Asia, Business & trade, New in Lobbying, US-China tensions

Taiwan chipmaker hires former top Kerry aide to protect China sales

Taiwan microchip giant MediaTek‘s US subsidiary has hired a former chief of staff for President Joe Biden‘s climate envoy John Kerry to help navigate US restrictions on technology sales to China, home to some of the company’s biggest customers.

San Jose-based MediaTek USA hired Washington government affairs firm Plurus Strategies effective April 1 to lobby on issues related to “semiconductor investment and manufacturing initiatives, export controls and foreign direct investment, the semiconductor supply chain for consumer technologies,” as well as US-Taiwan trade relations.

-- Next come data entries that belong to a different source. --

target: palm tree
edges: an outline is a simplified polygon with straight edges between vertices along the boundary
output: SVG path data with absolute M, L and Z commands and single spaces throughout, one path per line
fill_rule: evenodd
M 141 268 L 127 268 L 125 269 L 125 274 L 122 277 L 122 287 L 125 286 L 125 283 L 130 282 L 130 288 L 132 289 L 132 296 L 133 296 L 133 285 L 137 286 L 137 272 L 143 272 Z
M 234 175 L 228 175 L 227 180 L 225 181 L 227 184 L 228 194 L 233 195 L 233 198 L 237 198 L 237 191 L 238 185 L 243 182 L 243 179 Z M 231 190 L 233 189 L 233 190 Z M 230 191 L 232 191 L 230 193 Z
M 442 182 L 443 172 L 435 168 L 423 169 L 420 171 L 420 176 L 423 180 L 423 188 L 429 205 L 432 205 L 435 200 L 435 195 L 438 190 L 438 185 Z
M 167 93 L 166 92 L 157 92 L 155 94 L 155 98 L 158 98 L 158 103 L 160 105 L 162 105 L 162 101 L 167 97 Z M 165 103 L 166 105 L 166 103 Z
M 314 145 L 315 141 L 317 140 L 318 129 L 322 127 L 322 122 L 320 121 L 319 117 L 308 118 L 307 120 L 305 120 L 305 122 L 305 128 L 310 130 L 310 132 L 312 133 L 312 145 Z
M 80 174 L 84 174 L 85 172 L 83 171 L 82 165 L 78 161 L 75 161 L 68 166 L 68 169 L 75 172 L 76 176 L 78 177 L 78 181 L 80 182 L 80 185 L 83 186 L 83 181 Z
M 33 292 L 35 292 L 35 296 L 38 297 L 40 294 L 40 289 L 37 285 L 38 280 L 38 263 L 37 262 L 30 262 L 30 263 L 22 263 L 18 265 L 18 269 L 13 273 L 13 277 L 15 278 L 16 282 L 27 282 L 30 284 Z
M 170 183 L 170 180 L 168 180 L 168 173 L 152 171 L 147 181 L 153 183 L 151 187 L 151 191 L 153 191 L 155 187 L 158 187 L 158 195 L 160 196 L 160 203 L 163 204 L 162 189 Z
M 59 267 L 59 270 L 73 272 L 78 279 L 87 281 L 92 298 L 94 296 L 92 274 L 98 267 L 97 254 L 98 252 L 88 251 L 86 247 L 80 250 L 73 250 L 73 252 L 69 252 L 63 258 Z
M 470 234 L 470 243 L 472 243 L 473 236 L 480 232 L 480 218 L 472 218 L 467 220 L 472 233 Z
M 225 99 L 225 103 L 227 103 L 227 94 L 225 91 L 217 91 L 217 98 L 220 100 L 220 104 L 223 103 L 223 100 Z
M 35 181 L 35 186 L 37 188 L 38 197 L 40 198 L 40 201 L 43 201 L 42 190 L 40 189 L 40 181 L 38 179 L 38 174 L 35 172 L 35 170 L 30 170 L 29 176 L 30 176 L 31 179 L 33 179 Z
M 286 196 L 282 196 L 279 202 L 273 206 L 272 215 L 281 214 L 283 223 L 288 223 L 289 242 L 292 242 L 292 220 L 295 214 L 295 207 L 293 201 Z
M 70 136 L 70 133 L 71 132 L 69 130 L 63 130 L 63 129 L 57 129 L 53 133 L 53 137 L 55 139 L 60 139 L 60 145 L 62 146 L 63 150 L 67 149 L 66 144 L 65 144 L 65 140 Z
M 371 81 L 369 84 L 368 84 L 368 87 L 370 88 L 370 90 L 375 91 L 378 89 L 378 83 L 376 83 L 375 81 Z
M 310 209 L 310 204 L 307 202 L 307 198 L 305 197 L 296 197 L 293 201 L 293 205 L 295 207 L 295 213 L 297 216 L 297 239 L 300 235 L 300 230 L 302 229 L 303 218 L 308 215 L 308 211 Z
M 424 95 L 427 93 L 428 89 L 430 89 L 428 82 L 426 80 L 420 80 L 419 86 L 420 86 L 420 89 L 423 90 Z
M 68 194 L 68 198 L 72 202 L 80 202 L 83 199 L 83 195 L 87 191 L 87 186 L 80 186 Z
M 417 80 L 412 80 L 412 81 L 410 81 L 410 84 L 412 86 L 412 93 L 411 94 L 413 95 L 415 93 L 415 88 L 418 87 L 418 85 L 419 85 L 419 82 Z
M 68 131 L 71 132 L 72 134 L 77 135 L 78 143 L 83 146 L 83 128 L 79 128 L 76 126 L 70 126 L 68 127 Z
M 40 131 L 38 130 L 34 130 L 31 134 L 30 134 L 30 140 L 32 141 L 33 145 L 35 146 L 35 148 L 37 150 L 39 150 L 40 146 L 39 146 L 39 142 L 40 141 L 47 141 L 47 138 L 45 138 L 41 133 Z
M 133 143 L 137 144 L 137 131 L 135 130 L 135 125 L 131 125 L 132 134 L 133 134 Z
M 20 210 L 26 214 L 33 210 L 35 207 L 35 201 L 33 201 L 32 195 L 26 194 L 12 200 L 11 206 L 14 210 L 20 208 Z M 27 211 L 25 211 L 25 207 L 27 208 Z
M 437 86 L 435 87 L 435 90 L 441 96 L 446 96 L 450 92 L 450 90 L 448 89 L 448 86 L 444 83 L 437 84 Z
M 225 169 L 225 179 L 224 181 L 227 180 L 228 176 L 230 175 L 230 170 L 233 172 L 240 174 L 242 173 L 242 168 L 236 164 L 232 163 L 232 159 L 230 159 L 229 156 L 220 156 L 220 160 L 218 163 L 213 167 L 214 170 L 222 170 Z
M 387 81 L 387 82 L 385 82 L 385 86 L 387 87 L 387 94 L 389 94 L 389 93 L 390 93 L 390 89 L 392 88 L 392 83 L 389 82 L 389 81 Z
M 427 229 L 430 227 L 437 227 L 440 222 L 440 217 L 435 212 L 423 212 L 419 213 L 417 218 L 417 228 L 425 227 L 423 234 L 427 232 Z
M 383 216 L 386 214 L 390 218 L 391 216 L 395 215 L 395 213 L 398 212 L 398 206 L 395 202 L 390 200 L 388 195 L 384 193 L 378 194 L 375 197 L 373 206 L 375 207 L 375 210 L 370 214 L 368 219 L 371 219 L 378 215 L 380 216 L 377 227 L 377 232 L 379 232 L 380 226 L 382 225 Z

Registered to lobby on the account is Plurus president David Leiter, who served as chief of staff to Kerry from 1991 to 1997 when he represented Massachusetts in the US Senate. Leiter was also a deputy assistant secretary for energy efficiency and renewable energy at the US Department of Energy during the Bill Clinton administration. Plurus vice president Georgette Kerr and legislative assistant Claire Washburn are also lobbying on the account.

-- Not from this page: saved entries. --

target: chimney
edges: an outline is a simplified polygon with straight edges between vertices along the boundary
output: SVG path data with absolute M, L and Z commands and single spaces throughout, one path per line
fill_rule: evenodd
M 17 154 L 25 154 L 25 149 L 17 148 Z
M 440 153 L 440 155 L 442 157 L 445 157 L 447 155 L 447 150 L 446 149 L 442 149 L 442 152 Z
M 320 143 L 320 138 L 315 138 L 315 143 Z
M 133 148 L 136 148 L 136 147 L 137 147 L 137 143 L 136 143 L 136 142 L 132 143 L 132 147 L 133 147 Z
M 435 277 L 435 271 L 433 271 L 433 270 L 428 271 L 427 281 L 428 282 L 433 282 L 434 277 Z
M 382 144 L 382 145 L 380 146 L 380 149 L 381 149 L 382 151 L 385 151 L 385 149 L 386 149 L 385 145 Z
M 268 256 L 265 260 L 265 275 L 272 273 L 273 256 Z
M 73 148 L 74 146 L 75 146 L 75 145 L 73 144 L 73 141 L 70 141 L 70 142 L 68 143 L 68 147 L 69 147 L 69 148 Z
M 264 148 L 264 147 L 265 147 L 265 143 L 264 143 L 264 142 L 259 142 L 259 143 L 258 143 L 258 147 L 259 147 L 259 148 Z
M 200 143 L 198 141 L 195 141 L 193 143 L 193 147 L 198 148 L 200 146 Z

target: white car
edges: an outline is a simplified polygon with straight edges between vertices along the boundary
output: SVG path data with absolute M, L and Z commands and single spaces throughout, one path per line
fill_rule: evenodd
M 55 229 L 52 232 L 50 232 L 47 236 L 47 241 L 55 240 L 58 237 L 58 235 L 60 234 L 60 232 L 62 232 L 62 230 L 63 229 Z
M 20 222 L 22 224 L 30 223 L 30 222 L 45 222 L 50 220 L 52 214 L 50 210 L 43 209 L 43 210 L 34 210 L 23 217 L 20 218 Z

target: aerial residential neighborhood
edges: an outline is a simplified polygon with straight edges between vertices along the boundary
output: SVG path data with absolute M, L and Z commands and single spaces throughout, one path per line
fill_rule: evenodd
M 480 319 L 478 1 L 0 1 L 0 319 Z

The lobbying push comes as MediaTek has sought US permission to continue selling chips to Chinese telecommunications giant Huawei, Reuters reported. Last summer, the Donald Trump administration began requiring suppliers to obtain a special license if they want to continue selling chips made using US technology to the Chinese firm.

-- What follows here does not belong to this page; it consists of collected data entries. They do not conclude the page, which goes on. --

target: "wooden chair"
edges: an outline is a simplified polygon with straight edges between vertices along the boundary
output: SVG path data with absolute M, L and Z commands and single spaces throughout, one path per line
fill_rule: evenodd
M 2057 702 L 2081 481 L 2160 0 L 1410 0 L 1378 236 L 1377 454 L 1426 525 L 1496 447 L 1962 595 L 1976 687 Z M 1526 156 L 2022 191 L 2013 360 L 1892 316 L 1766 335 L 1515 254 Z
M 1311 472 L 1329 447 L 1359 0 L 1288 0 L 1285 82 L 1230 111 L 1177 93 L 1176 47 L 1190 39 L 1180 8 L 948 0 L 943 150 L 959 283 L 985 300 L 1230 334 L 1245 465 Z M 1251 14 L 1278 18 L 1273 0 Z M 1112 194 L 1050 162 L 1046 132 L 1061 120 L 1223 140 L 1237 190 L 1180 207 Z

Fearing massive declines in revenue, MediaTek began lobbying the US shortly after the tightened sanctions.

MediaTek USA’s in-house lobbying arm has spent nearly $300,000 since first registering under the domestic Lobbying Disclosure Act (LDA) in October 2020. Patrick Wilson, a former director of government affairs for the Semiconductor Industry Association (SIA) who most recently led the Commerce Department’s Office of Business Liaison under President Trump, leads the effort.

Last October the company also hired The Durberstein Group to lobby on trade and semiconductor policy. Duberstein’s registration was terminated on March 31 after six months and $150,000.

MediaTek’s battle against US sanctions contrasts with Taiwan’s other major chip producer, the Taiwan Semiconductor Manufacturing Company (TSMC). Despite being one of the world’s biggest contract chipmaker and a major provider to Huawei, TSMC complied with US restrictions and dropped the Chinese company as a client last year.

MediaTek by contrast has navigated US-China tensions by selling more smartphone supplies to Huawei and its smartphone rivals Xiaomi, Oppo and Realme. The company became the top seller in China last year at the expense of US chipmaker Qualcomm, whose smartphone chip shipments dropped almost 50 % last year because of US sanctions on Huawei, according to CNBC.

The US crackdown on Chinese companies has led other Huawei suppliers to seek lobbying help.

China’s Semiconductor Manufacturing International Corporation (SMIC) hired its first firm to lobby on the companies ability “to import US-origin semiconductor-related goods under US export control laws.” TSMC also stepped up its lobbying, spending $2.5 million since registering an in-house lobbying arm in the beginning of 2020.